Some other editors deleted the link I provided to the Robot Exclusion Standard (saying it is a "dead link", although I have no trouble accessing it), and then inserted the statement: "... however, the protocol is used against malware robots in general, which routinely scan the web for security vulnerabilities and email-address harvesters used by spammers. Archive.is does not obey the robot exclusion standard designed against spammers." I frankly don't understand these words. The Robot Exclusion Standard doesn't provide any protection against malware robots, nor against spammers.

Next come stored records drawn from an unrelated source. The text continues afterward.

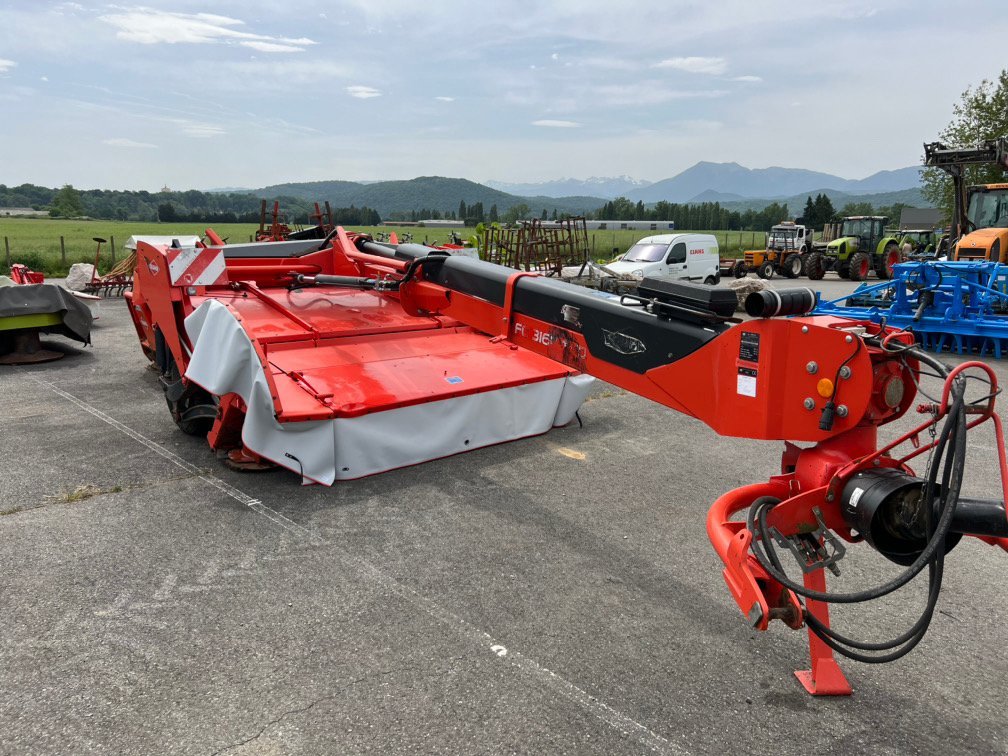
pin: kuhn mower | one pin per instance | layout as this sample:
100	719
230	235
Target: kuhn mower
29	307
349	357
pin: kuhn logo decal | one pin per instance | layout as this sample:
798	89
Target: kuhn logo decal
625	345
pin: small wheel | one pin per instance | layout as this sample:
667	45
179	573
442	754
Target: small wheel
792	266
815	266
890	257
860	264
198	422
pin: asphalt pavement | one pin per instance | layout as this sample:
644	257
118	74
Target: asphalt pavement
552	595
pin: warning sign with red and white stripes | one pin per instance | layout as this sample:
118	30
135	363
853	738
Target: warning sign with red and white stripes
197	266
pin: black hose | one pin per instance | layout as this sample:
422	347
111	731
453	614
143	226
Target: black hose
950	450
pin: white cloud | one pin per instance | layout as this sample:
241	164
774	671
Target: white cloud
695	65
272	46
148	26
201	130
120	142
556	124
363	93
647	93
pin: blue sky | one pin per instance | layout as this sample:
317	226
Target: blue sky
247	94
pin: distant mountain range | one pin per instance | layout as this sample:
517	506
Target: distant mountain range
607	187
431	193
729	183
733	181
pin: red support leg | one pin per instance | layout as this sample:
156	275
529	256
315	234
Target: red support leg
825	677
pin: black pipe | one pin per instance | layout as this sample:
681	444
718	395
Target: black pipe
779	302
323	279
980	517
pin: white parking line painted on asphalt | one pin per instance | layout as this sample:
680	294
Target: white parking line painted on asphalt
541	674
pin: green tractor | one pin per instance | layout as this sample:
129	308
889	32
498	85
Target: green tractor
923	243
863	246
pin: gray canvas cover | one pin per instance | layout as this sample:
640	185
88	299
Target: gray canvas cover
40	298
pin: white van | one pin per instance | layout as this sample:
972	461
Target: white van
694	257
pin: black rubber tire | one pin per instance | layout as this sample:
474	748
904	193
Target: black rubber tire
890	256
815	266
859	266
792	266
194	396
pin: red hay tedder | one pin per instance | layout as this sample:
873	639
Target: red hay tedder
345	357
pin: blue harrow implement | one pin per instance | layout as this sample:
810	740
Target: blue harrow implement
955	306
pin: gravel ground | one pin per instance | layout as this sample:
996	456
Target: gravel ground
554	595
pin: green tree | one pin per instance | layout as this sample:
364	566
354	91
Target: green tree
981	114
67	203
808	216
515	213
825	212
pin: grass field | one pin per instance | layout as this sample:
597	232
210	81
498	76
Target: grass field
35	242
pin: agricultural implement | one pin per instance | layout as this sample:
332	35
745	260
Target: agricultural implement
863	246
954	306
787	247
114	283
351	357
29	307
959	305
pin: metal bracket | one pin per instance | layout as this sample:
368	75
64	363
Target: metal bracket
814	549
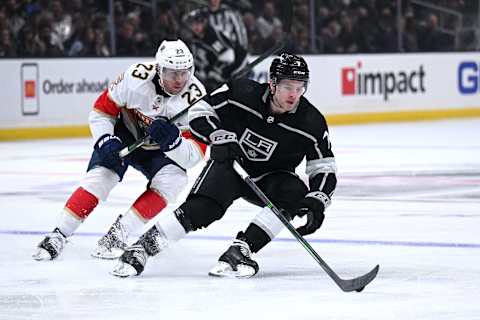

It is a voluntary standard that is used by responsible organizations to work together to avoid unintended interactions, among which are copyright violations (which of course are NOT discretionary).

So, I propose to trim the words about malware and spam, and just go back to the relevant and well-sourced statements about how archives use robot exclusion to avoid copyright infringement, and the well-sourced and undisputed fact that Archive.is does not honor this standard. I'll also add the requested citation for the DMCA.Weakestletter (talk) 21:57, 22 September 2013 (UTC)[reply]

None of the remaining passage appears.